赤縁の吊り眼鏡に白衣を身につけたその姿を認め、カティスの顔がほころぶ。
「ウラニア先生」
ウラニアはこの村の村医者を務めているが、その診療所はこの教会の一室に作られている。学校の保健医も兼ねている。
医者と呼ぶには派手めな印象を受けるのは豊満な胸とくびれた細腰が医者というにはあまりにも妖艶だからだ。
カツカツとヒールの音が廊下に響く。ウラニヤはカティスに顔を近づけ、じっくりとその顔を見て言った。

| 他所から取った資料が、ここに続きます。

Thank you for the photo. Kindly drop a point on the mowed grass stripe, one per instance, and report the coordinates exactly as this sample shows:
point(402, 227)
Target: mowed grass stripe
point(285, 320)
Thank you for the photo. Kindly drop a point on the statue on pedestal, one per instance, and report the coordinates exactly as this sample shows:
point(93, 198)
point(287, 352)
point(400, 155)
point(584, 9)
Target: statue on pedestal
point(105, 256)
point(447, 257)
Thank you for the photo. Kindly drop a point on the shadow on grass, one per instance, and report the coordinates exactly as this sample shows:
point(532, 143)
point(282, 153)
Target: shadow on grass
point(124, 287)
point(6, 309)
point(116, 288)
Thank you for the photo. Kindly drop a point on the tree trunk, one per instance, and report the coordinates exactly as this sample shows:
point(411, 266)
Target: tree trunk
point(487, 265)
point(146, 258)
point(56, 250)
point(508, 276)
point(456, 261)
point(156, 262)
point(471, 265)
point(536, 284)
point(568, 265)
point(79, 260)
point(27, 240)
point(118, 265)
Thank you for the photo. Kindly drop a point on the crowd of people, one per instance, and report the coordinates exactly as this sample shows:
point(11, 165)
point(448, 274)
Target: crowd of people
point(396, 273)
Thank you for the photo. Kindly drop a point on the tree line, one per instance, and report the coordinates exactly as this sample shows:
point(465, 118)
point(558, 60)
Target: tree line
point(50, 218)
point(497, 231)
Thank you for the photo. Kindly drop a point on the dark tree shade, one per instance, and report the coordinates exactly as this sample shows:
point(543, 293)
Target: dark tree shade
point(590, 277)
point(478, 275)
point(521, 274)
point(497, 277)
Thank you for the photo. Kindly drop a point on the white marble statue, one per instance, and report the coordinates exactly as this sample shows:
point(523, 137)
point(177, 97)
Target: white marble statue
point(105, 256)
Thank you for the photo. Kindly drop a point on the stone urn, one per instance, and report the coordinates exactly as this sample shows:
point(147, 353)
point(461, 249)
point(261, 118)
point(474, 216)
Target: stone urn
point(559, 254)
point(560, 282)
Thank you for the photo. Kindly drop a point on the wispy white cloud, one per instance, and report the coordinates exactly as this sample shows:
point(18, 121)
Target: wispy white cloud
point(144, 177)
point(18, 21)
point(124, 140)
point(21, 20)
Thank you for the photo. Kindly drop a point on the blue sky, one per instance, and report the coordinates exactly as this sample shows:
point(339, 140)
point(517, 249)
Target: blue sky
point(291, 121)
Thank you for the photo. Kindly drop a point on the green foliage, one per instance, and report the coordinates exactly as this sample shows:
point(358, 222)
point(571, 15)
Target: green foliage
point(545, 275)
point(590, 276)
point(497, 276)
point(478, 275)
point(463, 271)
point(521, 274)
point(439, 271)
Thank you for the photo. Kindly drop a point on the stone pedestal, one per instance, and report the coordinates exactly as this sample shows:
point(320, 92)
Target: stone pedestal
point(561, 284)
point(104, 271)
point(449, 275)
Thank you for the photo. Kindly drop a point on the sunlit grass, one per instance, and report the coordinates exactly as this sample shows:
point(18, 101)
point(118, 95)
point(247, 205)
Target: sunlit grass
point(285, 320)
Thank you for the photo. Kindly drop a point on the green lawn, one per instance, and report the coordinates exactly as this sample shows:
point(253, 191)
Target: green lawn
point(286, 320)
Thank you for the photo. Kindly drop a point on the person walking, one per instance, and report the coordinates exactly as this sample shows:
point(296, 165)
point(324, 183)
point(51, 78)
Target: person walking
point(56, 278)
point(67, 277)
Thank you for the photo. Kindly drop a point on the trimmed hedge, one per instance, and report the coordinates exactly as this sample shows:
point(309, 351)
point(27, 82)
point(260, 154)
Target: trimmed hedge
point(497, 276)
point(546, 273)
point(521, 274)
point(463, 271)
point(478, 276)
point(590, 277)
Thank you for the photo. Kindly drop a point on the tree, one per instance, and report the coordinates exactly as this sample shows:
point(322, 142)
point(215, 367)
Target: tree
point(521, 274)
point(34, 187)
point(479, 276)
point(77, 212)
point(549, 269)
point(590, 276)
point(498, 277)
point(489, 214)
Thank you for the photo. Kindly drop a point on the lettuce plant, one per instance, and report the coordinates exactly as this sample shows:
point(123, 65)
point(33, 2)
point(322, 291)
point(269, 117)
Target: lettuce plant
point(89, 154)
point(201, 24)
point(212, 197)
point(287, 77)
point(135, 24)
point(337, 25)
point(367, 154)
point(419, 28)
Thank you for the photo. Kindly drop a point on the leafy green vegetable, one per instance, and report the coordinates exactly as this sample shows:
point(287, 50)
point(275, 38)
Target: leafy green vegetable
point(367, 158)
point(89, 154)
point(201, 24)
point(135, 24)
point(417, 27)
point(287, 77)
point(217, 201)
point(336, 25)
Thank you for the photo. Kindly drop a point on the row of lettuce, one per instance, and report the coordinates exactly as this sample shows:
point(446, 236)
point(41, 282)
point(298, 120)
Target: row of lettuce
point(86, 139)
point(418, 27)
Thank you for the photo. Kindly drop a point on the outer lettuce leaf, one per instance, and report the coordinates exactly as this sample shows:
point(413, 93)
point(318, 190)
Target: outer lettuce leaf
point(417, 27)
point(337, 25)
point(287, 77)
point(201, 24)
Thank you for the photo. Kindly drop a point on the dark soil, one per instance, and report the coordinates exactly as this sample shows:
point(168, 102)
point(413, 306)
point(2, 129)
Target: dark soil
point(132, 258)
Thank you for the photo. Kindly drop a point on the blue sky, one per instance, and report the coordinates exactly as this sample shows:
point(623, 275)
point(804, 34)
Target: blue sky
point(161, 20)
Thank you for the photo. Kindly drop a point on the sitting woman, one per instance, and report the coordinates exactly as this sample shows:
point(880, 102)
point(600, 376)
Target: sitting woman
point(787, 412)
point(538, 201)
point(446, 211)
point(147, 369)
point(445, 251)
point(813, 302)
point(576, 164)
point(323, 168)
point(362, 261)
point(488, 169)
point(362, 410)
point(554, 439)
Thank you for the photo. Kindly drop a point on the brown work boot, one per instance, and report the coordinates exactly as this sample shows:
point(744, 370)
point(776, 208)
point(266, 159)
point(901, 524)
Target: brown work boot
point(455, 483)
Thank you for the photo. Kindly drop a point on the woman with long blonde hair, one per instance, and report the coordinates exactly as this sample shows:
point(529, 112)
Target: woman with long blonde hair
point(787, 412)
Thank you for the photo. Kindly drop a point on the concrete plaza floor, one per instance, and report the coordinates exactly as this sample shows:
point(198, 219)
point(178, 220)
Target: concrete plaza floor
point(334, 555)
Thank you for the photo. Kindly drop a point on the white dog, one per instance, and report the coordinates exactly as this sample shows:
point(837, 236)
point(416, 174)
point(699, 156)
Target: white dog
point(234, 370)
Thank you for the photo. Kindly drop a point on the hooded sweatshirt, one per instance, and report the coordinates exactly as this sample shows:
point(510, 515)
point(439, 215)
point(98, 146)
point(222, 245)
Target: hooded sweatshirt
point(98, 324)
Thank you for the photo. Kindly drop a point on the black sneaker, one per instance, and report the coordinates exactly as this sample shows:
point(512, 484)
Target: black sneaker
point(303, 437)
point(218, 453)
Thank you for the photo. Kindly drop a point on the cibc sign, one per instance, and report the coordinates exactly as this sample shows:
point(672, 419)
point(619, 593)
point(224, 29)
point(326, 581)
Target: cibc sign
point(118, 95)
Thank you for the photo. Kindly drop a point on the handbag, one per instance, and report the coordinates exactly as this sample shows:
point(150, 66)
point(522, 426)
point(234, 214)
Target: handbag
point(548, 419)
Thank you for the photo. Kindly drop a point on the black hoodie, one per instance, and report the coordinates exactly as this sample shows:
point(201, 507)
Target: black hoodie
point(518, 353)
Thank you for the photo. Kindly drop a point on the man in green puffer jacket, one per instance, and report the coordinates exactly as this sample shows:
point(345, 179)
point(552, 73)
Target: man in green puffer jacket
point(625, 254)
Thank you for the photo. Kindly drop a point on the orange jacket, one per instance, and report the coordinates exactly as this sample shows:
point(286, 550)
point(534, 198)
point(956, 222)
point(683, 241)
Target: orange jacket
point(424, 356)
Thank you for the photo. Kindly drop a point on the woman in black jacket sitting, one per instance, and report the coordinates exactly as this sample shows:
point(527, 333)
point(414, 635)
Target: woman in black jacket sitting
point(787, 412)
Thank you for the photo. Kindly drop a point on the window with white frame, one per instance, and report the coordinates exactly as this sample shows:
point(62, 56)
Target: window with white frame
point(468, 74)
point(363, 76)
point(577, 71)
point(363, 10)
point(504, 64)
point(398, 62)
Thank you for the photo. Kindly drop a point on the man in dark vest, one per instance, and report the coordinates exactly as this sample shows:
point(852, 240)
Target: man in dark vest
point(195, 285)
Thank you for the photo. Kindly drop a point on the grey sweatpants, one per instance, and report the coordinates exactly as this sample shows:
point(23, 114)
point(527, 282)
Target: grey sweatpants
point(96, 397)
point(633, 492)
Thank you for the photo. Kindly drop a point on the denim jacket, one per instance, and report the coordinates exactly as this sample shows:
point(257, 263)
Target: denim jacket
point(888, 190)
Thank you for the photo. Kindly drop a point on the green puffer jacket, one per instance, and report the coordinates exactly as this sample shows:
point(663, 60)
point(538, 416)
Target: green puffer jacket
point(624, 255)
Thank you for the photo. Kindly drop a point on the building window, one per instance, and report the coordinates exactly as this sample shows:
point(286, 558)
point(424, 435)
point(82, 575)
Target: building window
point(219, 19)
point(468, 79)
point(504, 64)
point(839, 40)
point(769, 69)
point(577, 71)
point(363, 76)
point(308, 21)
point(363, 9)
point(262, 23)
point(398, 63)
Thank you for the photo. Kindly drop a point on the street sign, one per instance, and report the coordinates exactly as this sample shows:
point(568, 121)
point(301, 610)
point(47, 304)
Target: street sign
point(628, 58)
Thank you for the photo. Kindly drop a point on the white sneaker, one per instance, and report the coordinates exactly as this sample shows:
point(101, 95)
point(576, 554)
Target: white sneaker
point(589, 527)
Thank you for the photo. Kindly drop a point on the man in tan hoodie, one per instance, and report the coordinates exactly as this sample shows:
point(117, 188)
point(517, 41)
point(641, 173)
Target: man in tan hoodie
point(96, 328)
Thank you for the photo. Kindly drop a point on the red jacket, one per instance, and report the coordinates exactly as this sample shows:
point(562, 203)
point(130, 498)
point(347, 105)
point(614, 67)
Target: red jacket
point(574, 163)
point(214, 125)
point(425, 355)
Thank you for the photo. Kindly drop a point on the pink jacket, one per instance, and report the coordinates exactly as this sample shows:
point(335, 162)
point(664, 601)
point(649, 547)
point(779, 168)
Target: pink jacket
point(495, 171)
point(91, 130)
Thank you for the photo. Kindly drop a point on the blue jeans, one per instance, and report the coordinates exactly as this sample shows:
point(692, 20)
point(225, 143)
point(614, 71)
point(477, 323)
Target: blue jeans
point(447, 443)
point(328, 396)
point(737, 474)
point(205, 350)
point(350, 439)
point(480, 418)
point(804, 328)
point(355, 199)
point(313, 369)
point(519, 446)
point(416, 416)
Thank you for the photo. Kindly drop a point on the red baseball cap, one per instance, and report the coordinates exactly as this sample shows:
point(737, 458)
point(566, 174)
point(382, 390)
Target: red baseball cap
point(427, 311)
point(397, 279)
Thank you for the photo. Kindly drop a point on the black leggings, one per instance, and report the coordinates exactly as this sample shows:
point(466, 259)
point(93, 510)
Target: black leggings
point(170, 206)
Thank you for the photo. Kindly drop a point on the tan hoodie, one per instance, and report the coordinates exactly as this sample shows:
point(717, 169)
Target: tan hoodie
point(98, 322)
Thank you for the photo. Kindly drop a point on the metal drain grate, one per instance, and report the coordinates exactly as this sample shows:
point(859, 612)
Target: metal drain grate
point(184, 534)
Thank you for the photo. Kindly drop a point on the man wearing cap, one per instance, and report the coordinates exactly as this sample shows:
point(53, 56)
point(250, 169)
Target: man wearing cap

「今日は……ちょっと顔色が悪いみたいね?無理はしないほうがいいわ。」
「大丈夫です。最近は発作も少なくなっていますし。」
「そろそろ薬が切れる頃でしょう?用意しているから放課後にでも取りに来るといいわ。その時診察もしましょ。」
「ありがとうございます。」
「それじゃ、またね。」
左手を白衣に突っ込み、右手をひらひらと振りつつ、ウラニアは立ち去って行った。
「ウラニア先生は、相変わらず美人ね」
同性のリンでさえ思わずため息が出てしまう程の美貌。
村の男達もウラニアを狙っている男達が多いのもうなずける。
「ただ……」
リンは何となく別の印象を持っていた。
だからふいにつぶやいた言葉の先をカティスが促す。
「ただ?」
「なんか、怖い気がするな。あの人、優しいけど目が冷たい印象があるなぁ。」
「そんなことないわ!先生はいい人よ。いつも気遣ってくれるし!」
珍しく強気なカティスに少々驚きつつ、リンは言った。
「まぁ、私には医務室に縁がないし。」
「そう、よね。……それより早く行きましょ。サイが待っているわ」
「あ、うん。そうだね。」
足早にいつもの場所に行くと、サイソルフィンはお弁当を食べながら、片手に本を読んでいた。
兄のサイソルフィンは妹のリンから見ても頭がいい。
本人曰く「頭脳派」でそれは自他共に認めている。
行動派のリンに対して頭脳派のサイソルフィン。
うまくバランスが取れているのね、とよくカティスが言っている。
とは言うものの、実はサイの方が剣技が上手いことをリンは知っていっるが、サイ自身はあまり剣技に興味は無いようなのを、リンは内心ずるいと思っている。
「兄さん、また本を読みながらお弁当食べてる。」
「違うよ、待っている間、手持ちぶたさだから暇を潰していたんだよ」
「といいつつ、片手に持っているフォークは何?」
「……食べようかなぁとは思ってた。でもまだ食べてないよ。」
「はいはい。仲がいいのはいいことだけど、早く食べてしまいましょ。じゃないとリンのテストが大変な事になっちゃうわ」
言い合いを続けるリンとサイソルフィンを制するのはいつもカティスの役目だ。
この兄妹は幼なじみのカティスが妬けるくらい仲がいい。
「そうだ、授業中内職して資料作ったから、ちょっとでも目を通しておいて。たぶんヤマはあたっているはずだよ。」
「さっすが兄さん。うん。このくらいの分量ならなんとか暗記できそう。」
事も無げにいうが、それなりの分量はある。一回見て覚えるのはちょっときつい内容だが、リンは実際何度もこのような局面を乗り切っている。
リンの記憶力にはサイもカティスも驚かされる。
基本的に頭の回転が早いのだろう。
「さて、ちゃっちゃと食べて覚えますかね!っとまずはご飯!!いただきまーす」
腕まくりをしつつ、リンはガツガツと持ってきたお弁当を食べ始めた。
それを合図とばかりにサイもカティスも食べ始める。
「…………カティス、最近は体調どうなんだ?」
あっという間にご飯を平らげ、集中モードに入ったリンを尻目に、ふとサイはカティスに問うた。
「うん。発作はあんまりないかな。」
「そう、良かった。あいつに絡まれてないか?」
あいつと言うのはジャンのことだろう。
「…………相変わらず、かな。」
「そう。なんなら僕がきつく言おうか?」
「ううん。大丈夫。いつもリンが守ってくれるから。」
「リンだと、単に言い合いになって解決にはならないんじゃないかな?」
「まぁ、そういう部分もあるけど。これは私の問題だから。」
「幼なじみなんだし、余計な遠慮はいらないよ。」
幼なじみ。
カティスは心のなかで反芻した。
そう、リンとサイ、カティスは幼なじみ。
それは事実だ。
だけど、サイからそれを言われるのはなんとなく残念な気持ちになる。
その気持の意味に気づきたくなくて、誤魔かすようにサイへと答えた。
「ありがとう。でもクラスでは色々あるけど…………家にいるよりは気分転換になるから。だから学校には頑張って来たいの。」
あの薄暗い部屋でただ一人、一日中誰とも会話もせずにいる日々に比べれば、たとえ嫌味を言われようと学校に来る方が何倍もマシだった。
「それに私にはサイもリンも居てくれるから。だから大丈夫。」
この2人が居てくれれば、カティスにとってはそれだけで良かった。
たとえ、両親に嫌われて、部屋に閉じ込められていようと、学校でいじめにあっていようと……。